Gesellschaft

Die Stadtgestalter starten mit Rundgang zu Leither „Ecken“

Am Lohrheidestadion startete der neue Ortsverein der Stadtgestalter mit interessierten Anwohnern zum Rundgang durch Leithe, vorn Katja Pfingsten, Mitglied im Sozialausschuss für die Stadtgestalter.

Am Lohrheidestadion startete der neue Ortsverein der Stadtgestalter mit interessierten Anwohnern zum Rundgang durch Leithe, vorn Katja Pfingsten, Mitglied im Sozialausschuss für die Stadtgestalter.

Foto: Dietmar Wäsche / FFS

Wattenscheid-Leithe.  Die Wählergemeinschaft sammelt beim Rundgang im Wattenscheider Westen Kritik und Anregungen. Ein Fragenkatalog an die Verwaltung wird vorbereitet.

In ein Bündel von Anfragen an die Stadtverwaltung sollen die Anregungen und Fragen geschnürt werden, die der neue Ortsverein der Stadtgestalter bei einem Rundgang durch Leithe gesammelt hat. Zunächst hatte Katja Pfingsten, Mitglied im Sozialausschuss, eine gute Nachricht für die interessierten Nachbarn: Die neue, zweispurige Brücke an der Gelsenkirchener-/Leithestraße über den Radweg RS I soll noch im laufenden Jahr fertiggestellt werden.

Weniger flüssig ist der Fortgang an weiteren Stellen im Westen der Stadt, beginnend an der leerstehenden ehemaligen Holland-Schule an der Fröbelstraße.
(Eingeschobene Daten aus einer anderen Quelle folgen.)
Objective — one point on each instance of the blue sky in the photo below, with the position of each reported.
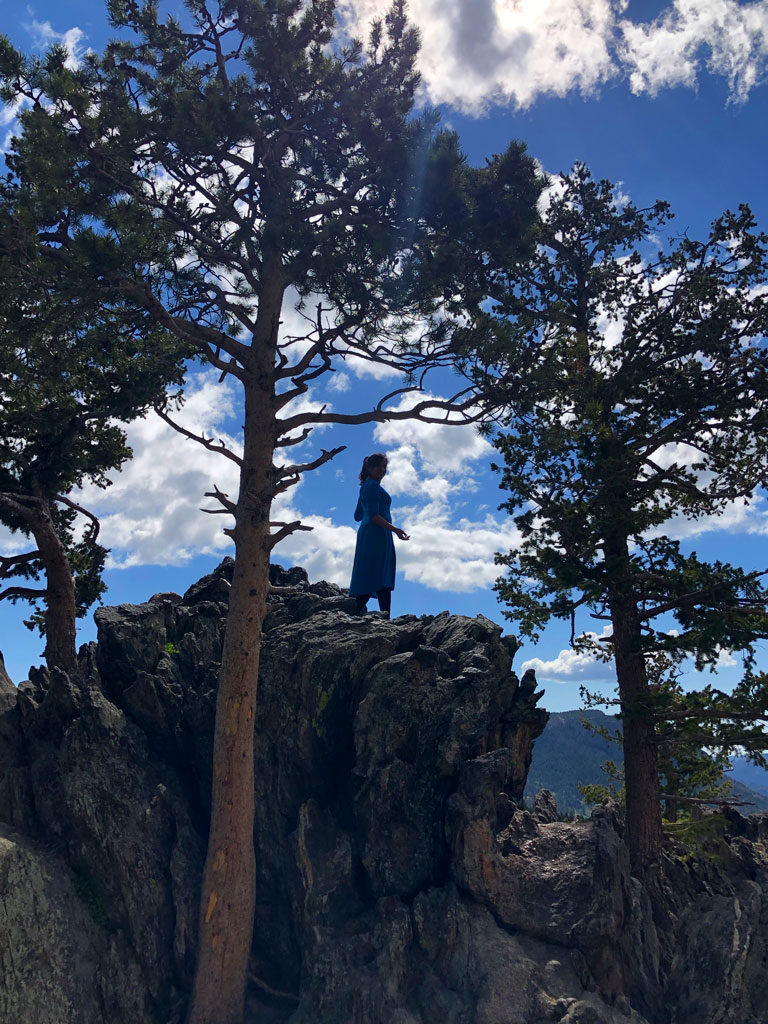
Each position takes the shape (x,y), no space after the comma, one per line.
(670,99)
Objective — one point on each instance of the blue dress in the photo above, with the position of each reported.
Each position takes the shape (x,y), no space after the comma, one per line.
(374,554)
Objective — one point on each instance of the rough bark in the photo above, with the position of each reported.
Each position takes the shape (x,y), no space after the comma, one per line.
(228,893)
(640,756)
(60,602)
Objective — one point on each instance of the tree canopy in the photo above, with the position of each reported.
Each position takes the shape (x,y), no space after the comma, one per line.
(216,167)
(73,366)
(637,392)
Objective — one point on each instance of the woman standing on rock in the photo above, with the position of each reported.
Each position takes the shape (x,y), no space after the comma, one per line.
(373,571)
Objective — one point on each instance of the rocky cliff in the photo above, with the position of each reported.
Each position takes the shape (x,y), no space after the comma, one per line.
(399,881)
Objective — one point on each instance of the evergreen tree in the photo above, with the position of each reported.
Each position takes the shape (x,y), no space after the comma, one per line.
(259,158)
(637,392)
(69,369)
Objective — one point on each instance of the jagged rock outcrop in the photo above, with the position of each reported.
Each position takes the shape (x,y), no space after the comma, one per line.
(399,880)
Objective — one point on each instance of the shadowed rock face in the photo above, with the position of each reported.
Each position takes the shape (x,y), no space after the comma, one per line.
(399,881)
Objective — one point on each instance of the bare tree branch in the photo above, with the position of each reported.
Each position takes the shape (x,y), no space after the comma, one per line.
(207,442)
(289,475)
(286,530)
(222,499)
(466,409)
(25,592)
(8,561)
(95,524)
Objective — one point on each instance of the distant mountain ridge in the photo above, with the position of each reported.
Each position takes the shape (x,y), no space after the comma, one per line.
(567,755)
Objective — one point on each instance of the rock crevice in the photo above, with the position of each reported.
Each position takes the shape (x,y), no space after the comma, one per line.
(399,880)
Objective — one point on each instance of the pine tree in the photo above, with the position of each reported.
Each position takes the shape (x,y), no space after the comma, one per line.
(261,158)
(637,391)
(71,367)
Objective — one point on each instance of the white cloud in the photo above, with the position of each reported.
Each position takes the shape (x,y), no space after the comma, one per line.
(73,40)
(745,516)
(150,515)
(475,54)
(444,450)
(571,666)
(730,38)
(488,51)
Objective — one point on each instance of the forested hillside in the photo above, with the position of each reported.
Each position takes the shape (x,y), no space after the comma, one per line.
(567,755)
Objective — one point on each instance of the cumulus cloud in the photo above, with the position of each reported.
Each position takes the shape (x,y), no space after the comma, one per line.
(729,38)
(150,515)
(571,666)
(73,40)
(497,51)
(514,51)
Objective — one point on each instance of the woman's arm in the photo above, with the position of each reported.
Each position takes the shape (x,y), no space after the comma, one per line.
(381,521)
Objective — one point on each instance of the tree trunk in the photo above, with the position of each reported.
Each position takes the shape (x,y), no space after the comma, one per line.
(640,757)
(227,897)
(60,604)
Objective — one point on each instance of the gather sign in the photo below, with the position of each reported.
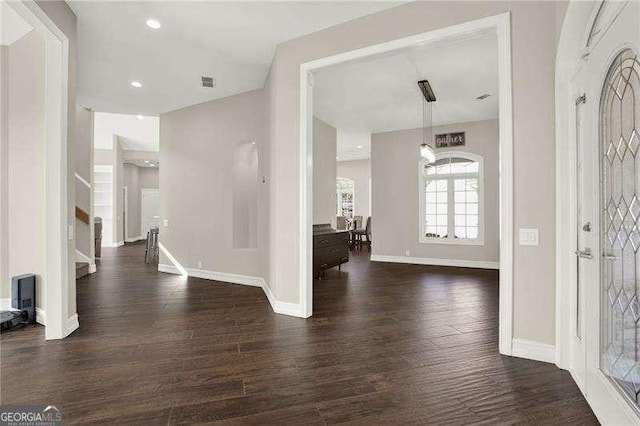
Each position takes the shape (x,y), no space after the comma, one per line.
(446,140)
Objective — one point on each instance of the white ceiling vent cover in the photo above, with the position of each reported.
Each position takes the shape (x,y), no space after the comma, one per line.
(208,82)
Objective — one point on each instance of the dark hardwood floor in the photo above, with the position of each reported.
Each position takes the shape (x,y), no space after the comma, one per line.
(387,344)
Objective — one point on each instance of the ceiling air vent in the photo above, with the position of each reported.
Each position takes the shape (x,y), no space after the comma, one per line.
(207,82)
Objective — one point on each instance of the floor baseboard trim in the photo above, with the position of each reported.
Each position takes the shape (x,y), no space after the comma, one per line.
(81,257)
(536,351)
(41,315)
(133,239)
(436,262)
(71,325)
(279,307)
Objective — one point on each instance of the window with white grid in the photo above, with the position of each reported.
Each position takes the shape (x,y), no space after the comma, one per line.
(451,199)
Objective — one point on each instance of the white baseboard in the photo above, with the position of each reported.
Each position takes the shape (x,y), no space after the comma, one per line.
(436,262)
(71,325)
(41,315)
(81,257)
(112,245)
(536,351)
(279,307)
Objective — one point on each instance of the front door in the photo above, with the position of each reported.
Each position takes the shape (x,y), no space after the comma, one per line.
(606,337)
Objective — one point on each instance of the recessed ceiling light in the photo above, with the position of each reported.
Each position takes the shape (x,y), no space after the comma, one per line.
(152,23)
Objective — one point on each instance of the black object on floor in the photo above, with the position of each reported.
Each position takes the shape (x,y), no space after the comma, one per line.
(10,319)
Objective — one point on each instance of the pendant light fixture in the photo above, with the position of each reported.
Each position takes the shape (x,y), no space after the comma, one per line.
(426,149)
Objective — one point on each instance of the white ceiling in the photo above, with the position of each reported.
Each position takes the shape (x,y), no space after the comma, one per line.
(12,26)
(381,94)
(231,41)
(134,134)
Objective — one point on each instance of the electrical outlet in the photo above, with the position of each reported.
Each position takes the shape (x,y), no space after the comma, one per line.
(529,237)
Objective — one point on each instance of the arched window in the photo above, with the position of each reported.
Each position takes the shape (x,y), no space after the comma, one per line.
(451,199)
(345,196)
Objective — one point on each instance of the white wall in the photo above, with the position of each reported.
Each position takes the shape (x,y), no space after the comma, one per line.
(324,173)
(118,185)
(360,172)
(533,36)
(395,185)
(26,151)
(64,18)
(196,165)
(83,154)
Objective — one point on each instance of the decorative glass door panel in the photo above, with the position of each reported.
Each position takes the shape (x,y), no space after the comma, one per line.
(620,224)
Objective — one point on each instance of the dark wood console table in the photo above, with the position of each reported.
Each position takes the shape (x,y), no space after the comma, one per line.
(330,248)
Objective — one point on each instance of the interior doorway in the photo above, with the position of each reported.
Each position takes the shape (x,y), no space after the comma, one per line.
(500,26)
(150,209)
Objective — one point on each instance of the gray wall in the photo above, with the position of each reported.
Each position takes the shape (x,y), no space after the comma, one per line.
(196,152)
(533,35)
(360,172)
(394,176)
(26,151)
(324,173)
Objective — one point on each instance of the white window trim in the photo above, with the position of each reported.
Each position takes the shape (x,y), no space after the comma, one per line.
(422,201)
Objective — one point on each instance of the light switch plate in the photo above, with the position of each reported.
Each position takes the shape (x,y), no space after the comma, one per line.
(529,237)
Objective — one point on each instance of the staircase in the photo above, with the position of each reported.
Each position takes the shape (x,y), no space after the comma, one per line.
(82,269)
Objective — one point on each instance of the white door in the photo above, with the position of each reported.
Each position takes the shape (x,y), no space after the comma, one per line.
(606,327)
(150,209)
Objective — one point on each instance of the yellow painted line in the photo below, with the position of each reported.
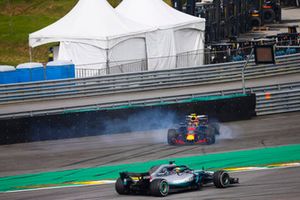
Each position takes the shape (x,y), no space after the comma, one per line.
(101,182)
(279,165)
(285,165)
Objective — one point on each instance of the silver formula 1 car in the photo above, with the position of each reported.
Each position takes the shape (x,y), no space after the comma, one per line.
(164,179)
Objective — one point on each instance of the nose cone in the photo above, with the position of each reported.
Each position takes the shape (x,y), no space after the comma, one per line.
(190,137)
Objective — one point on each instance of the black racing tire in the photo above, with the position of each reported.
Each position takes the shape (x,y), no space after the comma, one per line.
(120,187)
(255,22)
(171,136)
(221,179)
(159,188)
(210,136)
(268,15)
(216,127)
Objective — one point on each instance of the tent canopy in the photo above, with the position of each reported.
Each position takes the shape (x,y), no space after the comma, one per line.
(92,22)
(157,13)
(179,39)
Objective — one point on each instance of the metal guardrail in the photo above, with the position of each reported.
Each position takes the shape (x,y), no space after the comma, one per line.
(264,106)
(142,81)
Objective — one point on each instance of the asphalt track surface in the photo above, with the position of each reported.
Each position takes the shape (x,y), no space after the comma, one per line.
(259,132)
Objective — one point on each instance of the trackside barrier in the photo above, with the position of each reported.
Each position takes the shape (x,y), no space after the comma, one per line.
(143,81)
(123,119)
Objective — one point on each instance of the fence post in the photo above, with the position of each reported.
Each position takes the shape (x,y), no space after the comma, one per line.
(243,71)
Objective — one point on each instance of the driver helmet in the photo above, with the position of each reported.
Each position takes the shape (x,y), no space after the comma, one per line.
(177,169)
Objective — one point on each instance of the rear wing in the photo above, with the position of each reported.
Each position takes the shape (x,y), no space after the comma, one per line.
(131,175)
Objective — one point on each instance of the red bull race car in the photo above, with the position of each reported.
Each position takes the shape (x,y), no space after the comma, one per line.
(195,130)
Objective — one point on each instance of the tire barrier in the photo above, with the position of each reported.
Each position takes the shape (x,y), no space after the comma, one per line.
(81,123)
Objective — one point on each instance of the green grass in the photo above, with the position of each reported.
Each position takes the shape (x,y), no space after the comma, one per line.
(18,18)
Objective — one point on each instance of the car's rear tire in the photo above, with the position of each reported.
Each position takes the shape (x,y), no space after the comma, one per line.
(159,188)
(120,187)
(255,22)
(268,15)
(210,136)
(221,179)
(171,136)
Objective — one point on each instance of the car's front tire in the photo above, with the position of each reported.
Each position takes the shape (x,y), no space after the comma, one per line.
(210,136)
(221,179)
(120,187)
(159,188)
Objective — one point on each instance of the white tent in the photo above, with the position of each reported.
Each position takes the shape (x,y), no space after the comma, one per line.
(92,32)
(180,35)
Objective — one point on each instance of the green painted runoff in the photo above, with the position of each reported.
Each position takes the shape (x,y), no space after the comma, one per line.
(254,157)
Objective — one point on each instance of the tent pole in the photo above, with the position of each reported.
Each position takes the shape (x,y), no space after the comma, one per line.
(107,62)
(30,54)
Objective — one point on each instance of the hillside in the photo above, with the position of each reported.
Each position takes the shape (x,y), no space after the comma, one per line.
(18,18)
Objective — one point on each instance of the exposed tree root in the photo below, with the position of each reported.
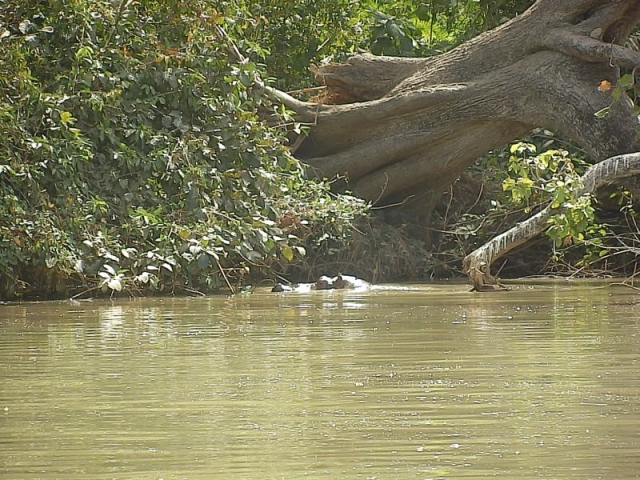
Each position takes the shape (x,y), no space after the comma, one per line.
(477,264)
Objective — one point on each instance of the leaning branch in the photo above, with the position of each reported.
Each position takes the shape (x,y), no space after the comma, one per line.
(477,264)
(306,111)
(591,49)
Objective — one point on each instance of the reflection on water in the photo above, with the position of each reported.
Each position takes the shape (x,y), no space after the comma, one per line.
(417,382)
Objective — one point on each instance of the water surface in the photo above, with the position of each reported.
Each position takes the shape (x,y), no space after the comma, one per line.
(425,382)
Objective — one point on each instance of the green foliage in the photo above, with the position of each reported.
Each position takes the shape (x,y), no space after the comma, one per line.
(132,156)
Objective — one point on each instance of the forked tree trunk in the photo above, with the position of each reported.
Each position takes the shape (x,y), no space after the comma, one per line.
(403,125)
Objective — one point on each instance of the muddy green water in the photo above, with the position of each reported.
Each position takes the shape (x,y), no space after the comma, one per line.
(427,382)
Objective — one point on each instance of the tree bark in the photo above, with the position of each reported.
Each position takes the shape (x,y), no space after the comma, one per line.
(397,126)
(477,264)
(406,124)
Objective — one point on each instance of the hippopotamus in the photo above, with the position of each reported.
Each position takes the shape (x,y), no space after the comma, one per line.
(341,282)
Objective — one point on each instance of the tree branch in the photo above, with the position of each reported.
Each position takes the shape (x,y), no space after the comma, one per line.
(477,264)
(591,49)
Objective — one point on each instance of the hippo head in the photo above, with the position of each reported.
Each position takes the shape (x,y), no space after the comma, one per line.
(325,283)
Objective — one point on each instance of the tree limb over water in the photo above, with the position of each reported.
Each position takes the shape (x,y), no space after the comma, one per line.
(477,264)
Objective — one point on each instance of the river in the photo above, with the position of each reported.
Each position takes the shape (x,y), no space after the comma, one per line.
(416,381)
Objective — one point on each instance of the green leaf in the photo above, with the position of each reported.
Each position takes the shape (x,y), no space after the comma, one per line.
(287,252)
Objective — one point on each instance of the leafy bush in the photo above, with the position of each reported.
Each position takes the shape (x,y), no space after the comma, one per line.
(132,156)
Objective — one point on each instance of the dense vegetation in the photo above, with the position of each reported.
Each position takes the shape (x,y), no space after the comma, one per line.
(134,154)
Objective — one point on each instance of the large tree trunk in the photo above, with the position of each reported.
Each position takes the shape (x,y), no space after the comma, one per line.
(405,125)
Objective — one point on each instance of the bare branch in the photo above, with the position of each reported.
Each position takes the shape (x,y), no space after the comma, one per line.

Diese wollte nach Informationen aus dem vorletzten Jahr die Awo zu einer Kindertagesstätte mit vier Gruppen umbauen, das Gebäude sollte dabei erhalten bleiben. Etwa ein Drittel der Räumlichkeiten sollten einer Sondernutzung zukommen. In dem markanten Ziegelbau wurden einst geistig behinderte Kinder unterrichtet und anschließend Flüchtlinge untergebracht.

Engpass am Fußgängerweg

Nachhaken wollen die Stadtgestalter auch beim Bau des Fußgängerweges an der Krayer Straße. Es gibt offenbar ein Konzept, die Bushaltestellen im Bereich des Aldi-Marktes zu verlegen und die Gehwegführung neu zu gestalten. Fünf große Pappeln engen den Durchgang auf der gegenüberliegenden Seite stark ein, die Wurzeln haben den Belag teilweise hochgedrückt.

Zukunft der Johannes-Kirche

Eher ein Gesamtthema für Leithe ergab sich rund um die St. Johannes-Kirche. Sie zählt zu den „weiteren Kirchen“ innerhalb der Wattenscheider Großpfarrei St. Gertrud, die nicht dauerhaft vom Bistum Essen weiter finanziert werden sollen. Der Förderverein setzt sich für eine teilweise Umnutzung des Gebäudes ein, auch könnten die Flächen von Gemeindehaus und Kindergarten an freie Investoren abgegeben und neu gestaltet werden. Ein sakraler Bereich soll erhalten bleiben.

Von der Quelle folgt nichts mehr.